Sonra işimi kurdum, başaramamaktan korktum, eşimi mutsuz etmekten, taksitlerimi
ödeyememekten. Müşterilerimi kaybetmekten korktum, yenilerini bulamamaktan,
eskimekten, emeklilikten...
Bakıyorum
ki nerdeyse her mücadelem aslında bir kaygımdan kaynaklanmış. Ne çok 'bir de
şunu atlatalım, bir de şu işi halledersek, şunu yaptı mıydık tamam' cümlesi var
hayatımda. Hepsinin tek tek üstünden gelmeyi başardım. Kötü not aldığım gün de
oldu, hüsrana uğradığım da; işimi kaybettiğim de oldu, sevdiğimi kaybettiğim
de. Neyse ki hiç yüzüm kara çıkmadığı gibi nihayetinde iyi sonuçlar aldım ve
bugünlere ulaştım.
Şimdi
yazarken düşünüyorum da daha buraya yazamadıklarımla birlikte bütün bu kaygılarla
zaman nasıl geçmiş, ben nasıl hala koşuyorum diye. Spencer Johnson çok satan
‘Peynirimi Kim Kaptı’ isimli kitabında ne güzel soruyor; ‘Korkmasaydın ne
yapardın?’ Sonra bir sonraki soru geldi aklıma 'neden'; neden bu kaygılar,
endişeler, neden bu kadar zorlamak. Sonra sorular izledi bir birini...

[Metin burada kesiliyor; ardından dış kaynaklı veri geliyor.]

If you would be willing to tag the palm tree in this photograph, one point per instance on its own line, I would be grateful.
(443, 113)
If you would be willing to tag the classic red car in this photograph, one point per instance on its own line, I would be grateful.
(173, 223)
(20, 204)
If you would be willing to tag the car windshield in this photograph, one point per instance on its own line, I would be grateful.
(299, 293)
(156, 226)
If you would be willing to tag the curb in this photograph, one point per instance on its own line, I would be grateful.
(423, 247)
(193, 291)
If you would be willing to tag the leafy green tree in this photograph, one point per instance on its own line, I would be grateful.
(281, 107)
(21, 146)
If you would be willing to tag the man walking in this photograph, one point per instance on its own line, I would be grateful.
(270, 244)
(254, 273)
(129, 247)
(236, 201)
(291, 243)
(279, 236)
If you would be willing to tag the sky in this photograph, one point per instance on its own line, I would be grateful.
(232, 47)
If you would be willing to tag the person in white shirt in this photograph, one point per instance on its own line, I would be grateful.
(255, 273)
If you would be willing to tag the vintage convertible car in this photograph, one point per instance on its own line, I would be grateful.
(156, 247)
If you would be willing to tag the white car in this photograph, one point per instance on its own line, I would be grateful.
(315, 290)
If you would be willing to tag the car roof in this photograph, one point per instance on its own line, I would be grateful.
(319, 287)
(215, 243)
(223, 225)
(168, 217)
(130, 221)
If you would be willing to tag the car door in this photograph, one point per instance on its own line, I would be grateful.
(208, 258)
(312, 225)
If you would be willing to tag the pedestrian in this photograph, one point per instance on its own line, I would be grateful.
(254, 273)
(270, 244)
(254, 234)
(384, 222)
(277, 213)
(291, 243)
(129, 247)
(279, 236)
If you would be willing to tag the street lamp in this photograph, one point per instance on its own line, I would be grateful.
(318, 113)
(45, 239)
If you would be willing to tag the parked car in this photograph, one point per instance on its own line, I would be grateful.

Çünkü ''başarmak güzeldi'' dedim. O haza değmez miydi
?
Kendi kendime, ''hedefi de sen koyuyorsan başarı nedir ki, bir diğer kaygın değil mi? ''diye sordum
Hedefleri
düşük mü tutalım o zaman, bu çaba gereksiz mi?
Hayır,
ben olduğum yeri, eşimi, çocuklarımı, işimi, yaşam biçimimi, kısacası hayatımı
seviyorum.
Sonra
bazı yeni kararlar aldım.
Birincisi
çocuklarımı artık kaygılarla büyütmeyeceğim. Benden, öğretmenden, kaybetmekten
korkmasınlar; sevdikleri ve istedikleri için yapsınlar ve hep denesinler.
Biliyorum
ki kaygılar hep olacak. Dün nasıl ki korktuğumda annemin ya da babamın sevgisi,
en endişeli anımda eşimin veya çocuklarımın bir dokunuşu beni rahatlatıyordu,
o halde kaygının ilacı sevgi olmalı. Hayatı, insanları, getirdikleri
sürprizleri sevmek, hepsini bir bütünün parçası olarak bizi daha ‘iyi’ olmaya
götürecek öğrenme fırsatları olarak kucaklamak, çevremize, yaşadıklarımıza ve
yaptıklarımıza o muhteşem dokunuşlarla sunulan bir parça şefkat eklemek
yaşamlarımızı yeni boyutlara taşımaz mı gerçekten ?
‘İyi'
liderler dendiğinde nasıl ki aklımıza gelen isimler hep sevgi ile insanlara
hizmet ve yardım için koşanlar, ben de bu amaç için var olmalıyım. Çocuklarımın
kaygılarını dindirirken yarını konusunda endişelenen bir kişiye dokunabilmek, eşimi
rahatlatırken zordaki bir dostuma çözüm üretebilmek, bir çalışanımın ufkunu
açarken bir danışanımın sahip olduğu potansiyeli fark etmesine yardım edebilmek
aslında istendiğinde ne kadar kolay olabilir, öyle değil mi.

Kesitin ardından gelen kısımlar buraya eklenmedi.